Belki de türkü gözlü çocukların gözlerinden okunan o büyülü türküydün Tire. İçten bir gülüştün belki Pınar’ın gözlerinde, pınarlarca çağlayan…Bir umut, bir sevgi ışığıydın yıllarca karanlığa dokuduğum. Uzanan o sıcacık, o küçücük ellerdeki karşılıksız sevgiydin. Belki de yazdığı öykülerle Dilan, Nur Bilgin,Şeyhmus Can, Onur Dicle; şiirlerle cokusunu aktaran o çocuk yürekler Rabia, Büşra, Aylin, Ayşin, Enver, Alişan, Benay, Gülin, Efe, Mehmet, Onur ve daha niceleriydin. O çocuk yürekleri kanatlandıran isimsiz kahramanlar, öğretmenler, müdürlerdin belki de… Belki de İnkilap’ta, Fatih’te, Bayındır’da en değerli kolyesini ya da kalemini sunmaya çalışan; sevgiyle, coşkuyla sarılıp söyleşilerin bitmesini istemeyen o küçücük yüreklerdeki çoşkuydun Tire.

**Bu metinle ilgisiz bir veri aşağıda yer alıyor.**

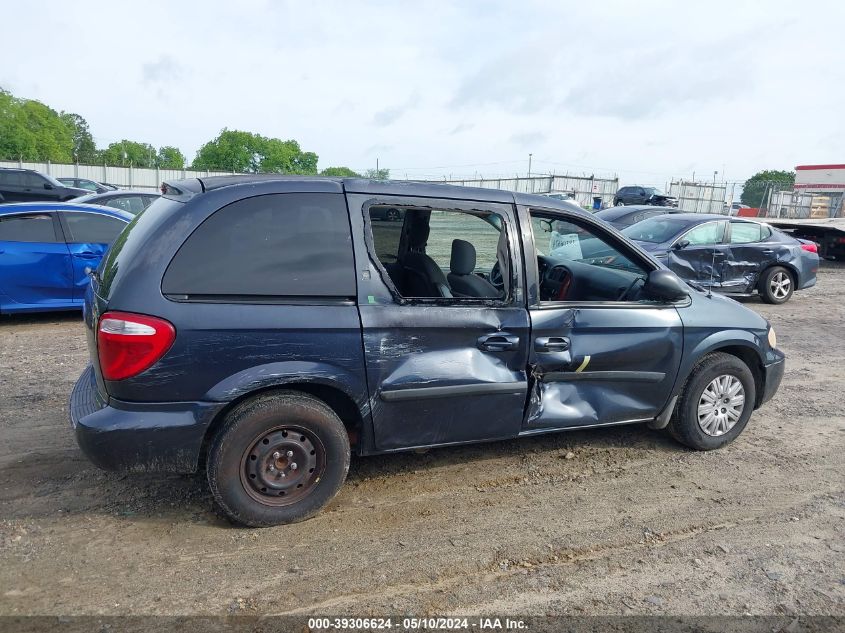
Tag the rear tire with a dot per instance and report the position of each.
(278, 458)
(776, 285)
(716, 403)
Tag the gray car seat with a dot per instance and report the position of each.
(423, 277)
(462, 278)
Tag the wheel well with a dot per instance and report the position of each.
(337, 400)
(793, 272)
(752, 360)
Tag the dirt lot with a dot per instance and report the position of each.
(616, 521)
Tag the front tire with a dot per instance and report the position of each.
(278, 458)
(716, 403)
(776, 285)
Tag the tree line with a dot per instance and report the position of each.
(32, 131)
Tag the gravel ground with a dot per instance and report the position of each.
(614, 521)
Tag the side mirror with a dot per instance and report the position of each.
(664, 284)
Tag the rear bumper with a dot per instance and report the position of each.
(773, 374)
(162, 437)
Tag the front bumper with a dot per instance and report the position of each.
(773, 374)
(118, 435)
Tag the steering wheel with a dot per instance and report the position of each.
(496, 277)
(565, 284)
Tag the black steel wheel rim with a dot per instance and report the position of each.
(283, 465)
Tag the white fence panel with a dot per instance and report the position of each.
(583, 188)
(128, 177)
(699, 197)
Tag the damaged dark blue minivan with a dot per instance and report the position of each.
(264, 328)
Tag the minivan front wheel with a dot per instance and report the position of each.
(278, 458)
(716, 403)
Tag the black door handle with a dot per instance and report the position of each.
(551, 344)
(499, 342)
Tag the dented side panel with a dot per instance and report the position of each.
(429, 381)
(621, 365)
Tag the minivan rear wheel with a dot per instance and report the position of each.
(278, 458)
(716, 403)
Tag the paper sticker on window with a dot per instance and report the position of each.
(565, 245)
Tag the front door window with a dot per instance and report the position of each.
(602, 351)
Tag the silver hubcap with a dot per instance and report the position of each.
(780, 285)
(721, 405)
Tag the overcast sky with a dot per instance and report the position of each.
(645, 89)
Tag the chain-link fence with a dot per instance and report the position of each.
(804, 204)
(580, 189)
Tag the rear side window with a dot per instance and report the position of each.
(130, 204)
(10, 178)
(282, 245)
(91, 228)
(37, 227)
(709, 233)
(33, 180)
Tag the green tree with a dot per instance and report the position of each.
(127, 153)
(377, 174)
(236, 150)
(340, 172)
(755, 188)
(170, 158)
(30, 130)
(16, 141)
(83, 149)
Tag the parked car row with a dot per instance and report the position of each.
(45, 250)
(28, 185)
(725, 254)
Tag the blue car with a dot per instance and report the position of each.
(729, 255)
(45, 249)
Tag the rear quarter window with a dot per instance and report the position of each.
(36, 227)
(282, 245)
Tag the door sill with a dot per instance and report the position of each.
(553, 429)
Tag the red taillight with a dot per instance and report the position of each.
(128, 344)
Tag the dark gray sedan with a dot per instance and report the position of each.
(623, 217)
(730, 255)
(124, 199)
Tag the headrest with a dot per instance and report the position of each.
(463, 258)
(418, 236)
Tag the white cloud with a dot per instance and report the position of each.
(649, 89)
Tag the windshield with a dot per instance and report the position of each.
(657, 229)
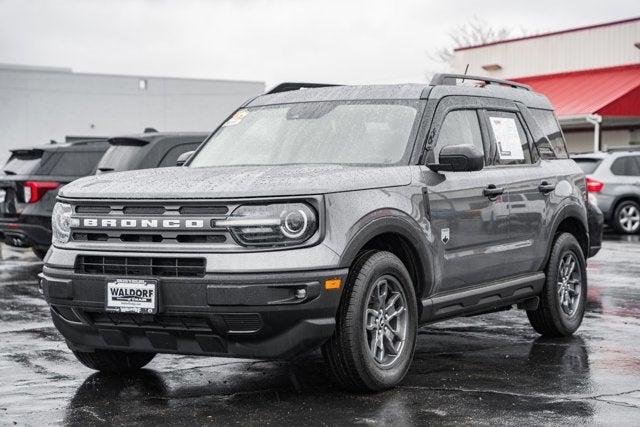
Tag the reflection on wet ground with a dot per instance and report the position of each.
(486, 370)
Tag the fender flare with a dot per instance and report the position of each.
(570, 210)
(626, 196)
(397, 222)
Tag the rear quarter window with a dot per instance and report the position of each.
(549, 125)
(588, 165)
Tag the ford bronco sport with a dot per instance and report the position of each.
(338, 217)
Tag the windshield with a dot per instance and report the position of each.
(119, 158)
(588, 166)
(22, 164)
(314, 132)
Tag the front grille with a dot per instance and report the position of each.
(140, 266)
(143, 210)
(150, 321)
(107, 227)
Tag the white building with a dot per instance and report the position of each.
(590, 74)
(38, 104)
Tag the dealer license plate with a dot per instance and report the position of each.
(132, 296)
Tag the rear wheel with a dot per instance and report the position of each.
(114, 361)
(563, 298)
(372, 347)
(626, 217)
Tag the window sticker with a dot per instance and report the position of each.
(507, 138)
(236, 118)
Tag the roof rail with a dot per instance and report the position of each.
(452, 80)
(289, 86)
(623, 148)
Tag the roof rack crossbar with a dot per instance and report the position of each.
(452, 80)
(289, 86)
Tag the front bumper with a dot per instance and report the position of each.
(234, 315)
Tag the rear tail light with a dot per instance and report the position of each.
(594, 186)
(35, 190)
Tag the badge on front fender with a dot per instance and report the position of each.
(444, 235)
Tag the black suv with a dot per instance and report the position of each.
(342, 217)
(148, 150)
(29, 184)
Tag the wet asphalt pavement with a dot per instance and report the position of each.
(482, 370)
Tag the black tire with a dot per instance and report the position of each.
(550, 318)
(619, 213)
(114, 361)
(40, 252)
(347, 352)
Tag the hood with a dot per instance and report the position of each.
(235, 181)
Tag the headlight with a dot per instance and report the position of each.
(278, 224)
(61, 222)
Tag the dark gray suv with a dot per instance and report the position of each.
(337, 217)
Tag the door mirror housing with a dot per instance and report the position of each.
(458, 158)
(182, 159)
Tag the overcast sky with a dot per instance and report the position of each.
(359, 41)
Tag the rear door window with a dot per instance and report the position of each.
(549, 125)
(509, 137)
(626, 166)
(171, 157)
(76, 163)
(588, 165)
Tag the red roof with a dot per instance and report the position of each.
(606, 91)
(553, 33)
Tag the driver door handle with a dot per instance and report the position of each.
(545, 187)
(492, 191)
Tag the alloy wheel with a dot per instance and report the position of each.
(385, 321)
(629, 218)
(569, 284)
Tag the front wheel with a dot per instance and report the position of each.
(563, 298)
(376, 326)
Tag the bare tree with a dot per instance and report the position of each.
(475, 31)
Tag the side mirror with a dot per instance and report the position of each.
(182, 159)
(458, 158)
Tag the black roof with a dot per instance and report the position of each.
(79, 144)
(152, 137)
(441, 85)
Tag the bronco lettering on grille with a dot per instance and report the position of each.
(143, 223)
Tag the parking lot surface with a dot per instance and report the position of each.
(483, 370)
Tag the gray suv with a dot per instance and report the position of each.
(337, 217)
(613, 178)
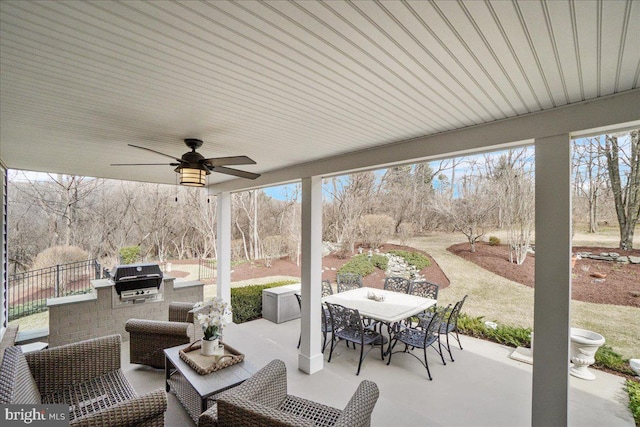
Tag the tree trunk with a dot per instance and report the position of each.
(626, 198)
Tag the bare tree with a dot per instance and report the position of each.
(470, 211)
(623, 161)
(590, 176)
(350, 197)
(512, 176)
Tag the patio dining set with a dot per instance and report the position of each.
(89, 379)
(403, 312)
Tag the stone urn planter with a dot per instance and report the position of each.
(584, 345)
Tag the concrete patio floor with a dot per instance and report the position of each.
(483, 387)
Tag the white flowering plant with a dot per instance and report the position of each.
(213, 317)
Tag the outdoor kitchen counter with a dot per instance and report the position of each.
(79, 317)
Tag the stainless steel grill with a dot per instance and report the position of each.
(136, 281)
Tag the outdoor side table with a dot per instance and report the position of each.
(198, 392)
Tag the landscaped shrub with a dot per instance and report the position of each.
(606, 357)
(362, 265)
(515, 336)
(512, 336)
(494, 241)
(633, 389)
(129, 254)
(246, 302)
(416, 259)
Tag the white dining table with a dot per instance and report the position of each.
(395, 307)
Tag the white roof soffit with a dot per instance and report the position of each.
(297, 85)
(613, 113)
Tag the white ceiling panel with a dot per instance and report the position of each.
(288, 82)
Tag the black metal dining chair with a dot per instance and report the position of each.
(450, 325)
(425, 289)
(349, 326)
(425, 335)
(326, 288)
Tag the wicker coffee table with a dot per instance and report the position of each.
(198, 392)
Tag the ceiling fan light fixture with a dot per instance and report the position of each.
(193, 177)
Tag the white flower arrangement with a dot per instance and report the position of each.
(213, 317)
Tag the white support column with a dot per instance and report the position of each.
(223, 246)
(310, 358)
(552, 282)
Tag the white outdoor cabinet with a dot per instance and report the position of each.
(280, 304)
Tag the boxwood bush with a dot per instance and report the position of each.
(416, 259)
(246, 302)
(360, 264)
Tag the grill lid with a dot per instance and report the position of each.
(136, 276)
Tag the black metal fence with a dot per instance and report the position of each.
(206, 270)
(28, 291)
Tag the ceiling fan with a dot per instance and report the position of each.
(193, 167)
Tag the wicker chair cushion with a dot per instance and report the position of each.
(16, 382)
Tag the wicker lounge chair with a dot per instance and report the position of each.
(262, 400)
(84, 375)
(148, 338)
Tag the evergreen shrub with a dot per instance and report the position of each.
(413, 258)
(360, 264)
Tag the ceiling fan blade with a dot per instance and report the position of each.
(233, 160)
(234, 172)
(144, 164)
(157, 152)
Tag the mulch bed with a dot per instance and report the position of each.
(621, 283)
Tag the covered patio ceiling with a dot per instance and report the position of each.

“İyi ki geldiniz; ben de ilk kez yazar görüyorum. Benim bile kafamda öyle pencereler açtınız ki…” diyebilen genç öğretmenin içten düşünceleriydin belki. Kitap satışıyla ilgimin olmadığını, bunu yalnızca yayınevinin işi olduğunu; benim tek amacımın okurlara ulaşmak olduğunu öğrendiklerinde bakışlarda oluşan saygılı şaşkınlıktın belki de Tire.

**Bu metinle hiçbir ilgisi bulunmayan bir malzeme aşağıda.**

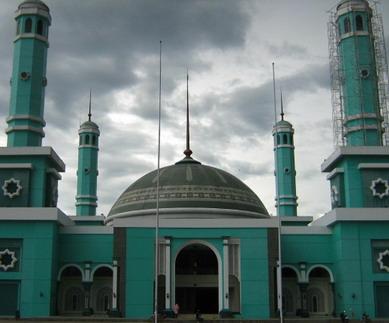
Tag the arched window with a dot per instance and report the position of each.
(74, 299)
(359, 22)
(39, 27)
(347, 25)
(28, 25)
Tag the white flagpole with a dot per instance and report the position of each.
(157, 193)
(279, 262)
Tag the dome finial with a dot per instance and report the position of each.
(187, 151)
(282, 107)
(90, 105)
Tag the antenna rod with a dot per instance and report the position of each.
(157, 202)
(187, 151)
(279, 262)
(90, 105)
(282, 108)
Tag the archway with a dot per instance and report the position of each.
(101, 291)
(71, 294)
(319, 292)
(290, 291)
(196, 279)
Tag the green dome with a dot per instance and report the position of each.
(189, 184)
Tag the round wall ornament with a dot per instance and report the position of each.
(7, 259)
(11, 187)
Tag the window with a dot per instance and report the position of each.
(359, 22)
(28, 25)
(39, 27)
(347, 25)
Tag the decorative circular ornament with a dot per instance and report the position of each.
(11, 188)
(383, 260)
(7, 259)
(334, 194)
(380, 187)
(24, 76)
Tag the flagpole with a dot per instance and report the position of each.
(157, 190)
(279, 262)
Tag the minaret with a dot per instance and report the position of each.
(285, 168)
(26, 120)
(86, 198)
(362, 118)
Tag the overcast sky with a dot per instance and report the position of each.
(228, 47)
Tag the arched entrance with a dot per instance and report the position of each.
(196, 279)
(319, 292)
(71, 296)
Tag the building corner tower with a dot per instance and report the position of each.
(358, 170)
(87, 172)
(286, 200)
(28, 82)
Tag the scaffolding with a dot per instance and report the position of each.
(337, 76)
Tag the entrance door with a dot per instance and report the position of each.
(197, 280)
(382, 299)
(9, 297)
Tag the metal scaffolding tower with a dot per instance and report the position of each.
(336, 75)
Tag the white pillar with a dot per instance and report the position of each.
(226, 275)
(115, 285)
(168, 295)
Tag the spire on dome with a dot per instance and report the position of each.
(187, 151)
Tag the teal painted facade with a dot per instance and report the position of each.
(26, 120)
(360, 94)
(286, 200)
(215, 236)
(87, 172)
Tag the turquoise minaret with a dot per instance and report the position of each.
(25, 121)
(285, 167)
(362, 119)
(86, 199)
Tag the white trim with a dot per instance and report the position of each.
(34, 213)
(219, 269)
(352, 215)
(26, 117)
(92, 274)
(16, 166)
(86, 229)
(334, 172)
(184, 222)
(70, 265)
(305, 230)
(25, 128)
(297, 272)
(373, 165)
(323, 267)
(193, 211)
(54, 172)
(353, 151)
(34, 151)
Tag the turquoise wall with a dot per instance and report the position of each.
(140, 266)
(37, 265)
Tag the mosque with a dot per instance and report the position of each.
(218, 246)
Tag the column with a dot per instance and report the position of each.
(225, 275)
(168, 304)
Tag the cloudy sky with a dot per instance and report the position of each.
(228, 46)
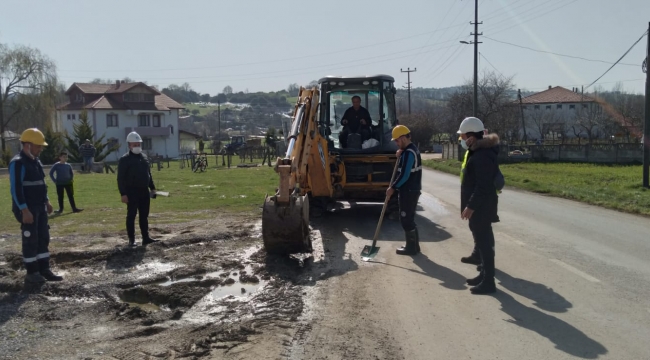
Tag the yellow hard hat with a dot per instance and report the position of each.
(400, 130)
(33, 136)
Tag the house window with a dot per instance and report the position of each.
(146, 144)
(111, 120)
(144, 120)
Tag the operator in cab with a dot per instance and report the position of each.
(357, 120)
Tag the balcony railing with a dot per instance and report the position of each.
(150, 131)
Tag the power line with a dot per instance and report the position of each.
(533, 18)
(557, 54)
(621, 58)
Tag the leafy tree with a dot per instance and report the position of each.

Bircan kadının sevgisiyle ördüğü bir çift patik, yayınevinin temsilcisi Hasan Ali Bey’in gönülden sunduğu sıcak bir yemek, eşinin sıcak bir dost selamı; Hanifi Bey’in dostluğu, Ünal Bey’in gençliği, Tuncay Bey’in söyleşisi, Mehmet Bey’in bir buket çiçeği, öğretmenevi çalışanlarının saygılı içtenliğiydin de…


Belki bunlardan birisi, belki de hepsiydin; ama en çok coşkumu harmanlayan, çalışma isteğimi körükleyen bir rüzgardın, olanca yorgunluğuma karşın, Tire.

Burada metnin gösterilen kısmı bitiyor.